Figure 1.

Liver lipidomic patterns distinctly differ between neonatal wild type (wt) and Mdr2^+/− mice. Protein blot analysis by SDS-PAGE was performed of crude hepatic protein extracts from neonatal mice. Numbers on blot in the left panel denote relative densitometry values for the intensity of the Mdr2-band at 140kDa normalized against the specific band recognized by the anti-Actin antibody at 43kDa in the right panel (a). Principal component analysis (PCA) of total 7281 features (4502 negative compound ions, 2779 positive compound ions) detected by mass spectrometry (MS) on liver tissue homogenates from neonatal Mdr2^−/− mice (denoted as circles), Mdr2^+/− (squares) and wt mice (triangles) following exhaustive lipid extraction; MS analysis was performed in triplicate for each sample and the intensity of each compound ion is reported as average of three injections (b).

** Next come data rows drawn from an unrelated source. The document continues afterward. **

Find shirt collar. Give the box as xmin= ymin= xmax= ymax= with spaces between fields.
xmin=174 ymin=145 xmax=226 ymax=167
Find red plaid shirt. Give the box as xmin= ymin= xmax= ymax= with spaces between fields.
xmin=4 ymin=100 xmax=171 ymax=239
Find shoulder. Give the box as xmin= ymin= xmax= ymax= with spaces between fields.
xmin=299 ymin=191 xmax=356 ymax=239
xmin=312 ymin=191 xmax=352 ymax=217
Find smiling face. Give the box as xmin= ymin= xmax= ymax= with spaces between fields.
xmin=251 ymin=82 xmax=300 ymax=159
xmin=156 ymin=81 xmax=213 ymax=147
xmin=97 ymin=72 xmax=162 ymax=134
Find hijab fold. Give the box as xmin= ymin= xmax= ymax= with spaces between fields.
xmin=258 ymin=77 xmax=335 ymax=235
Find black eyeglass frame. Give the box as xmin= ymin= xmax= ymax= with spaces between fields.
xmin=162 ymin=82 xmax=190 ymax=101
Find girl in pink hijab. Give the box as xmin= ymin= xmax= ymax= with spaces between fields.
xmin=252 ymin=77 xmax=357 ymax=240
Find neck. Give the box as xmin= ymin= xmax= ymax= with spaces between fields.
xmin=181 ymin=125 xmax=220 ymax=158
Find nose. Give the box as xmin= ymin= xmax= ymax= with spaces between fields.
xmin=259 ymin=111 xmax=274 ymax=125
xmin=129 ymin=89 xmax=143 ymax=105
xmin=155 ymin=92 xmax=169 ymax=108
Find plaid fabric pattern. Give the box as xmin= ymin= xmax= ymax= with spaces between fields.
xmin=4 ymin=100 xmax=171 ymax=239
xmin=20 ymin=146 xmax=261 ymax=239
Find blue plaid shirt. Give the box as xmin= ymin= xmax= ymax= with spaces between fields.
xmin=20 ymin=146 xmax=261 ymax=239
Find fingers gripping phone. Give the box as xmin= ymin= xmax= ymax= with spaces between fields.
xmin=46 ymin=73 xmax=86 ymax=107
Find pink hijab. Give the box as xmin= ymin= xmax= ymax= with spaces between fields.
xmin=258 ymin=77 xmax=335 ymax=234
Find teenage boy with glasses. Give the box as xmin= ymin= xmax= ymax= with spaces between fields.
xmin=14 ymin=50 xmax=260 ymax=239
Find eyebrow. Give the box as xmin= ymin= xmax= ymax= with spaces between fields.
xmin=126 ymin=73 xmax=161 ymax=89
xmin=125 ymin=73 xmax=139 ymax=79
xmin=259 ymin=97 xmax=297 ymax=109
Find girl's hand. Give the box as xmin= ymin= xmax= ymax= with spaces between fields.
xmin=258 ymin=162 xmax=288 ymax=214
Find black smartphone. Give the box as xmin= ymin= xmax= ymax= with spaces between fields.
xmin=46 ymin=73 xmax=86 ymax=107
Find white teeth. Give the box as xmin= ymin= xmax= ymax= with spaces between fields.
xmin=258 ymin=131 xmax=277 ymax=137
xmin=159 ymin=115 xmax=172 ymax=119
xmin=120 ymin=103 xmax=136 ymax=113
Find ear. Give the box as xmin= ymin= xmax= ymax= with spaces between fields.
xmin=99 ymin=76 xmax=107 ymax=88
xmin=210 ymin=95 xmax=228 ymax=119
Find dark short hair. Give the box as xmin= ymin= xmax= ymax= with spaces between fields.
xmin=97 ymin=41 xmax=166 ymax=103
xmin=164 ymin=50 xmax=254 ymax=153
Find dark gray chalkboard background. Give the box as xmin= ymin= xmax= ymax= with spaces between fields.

S-plot comparing Mdr2^+/− (right upper quadrant) with wt (left lower quadrant) with each point representing one of the 2779 positive compound ions. Compounds farthest away from Y-axis correspond to significantly changed metabolites in each group (c). Quantification of lipid species from metabolomic analysis shows that phosphatidylcholines (PC) and phosphatidylethanolamines (PE) accumulate while several triglyceride (TAG) species are reduced in livers of Mdr2^+/− (gray fill columns) and Mdr2^−/− (no fill columns) compared with wt mice (black fill columns) in (d).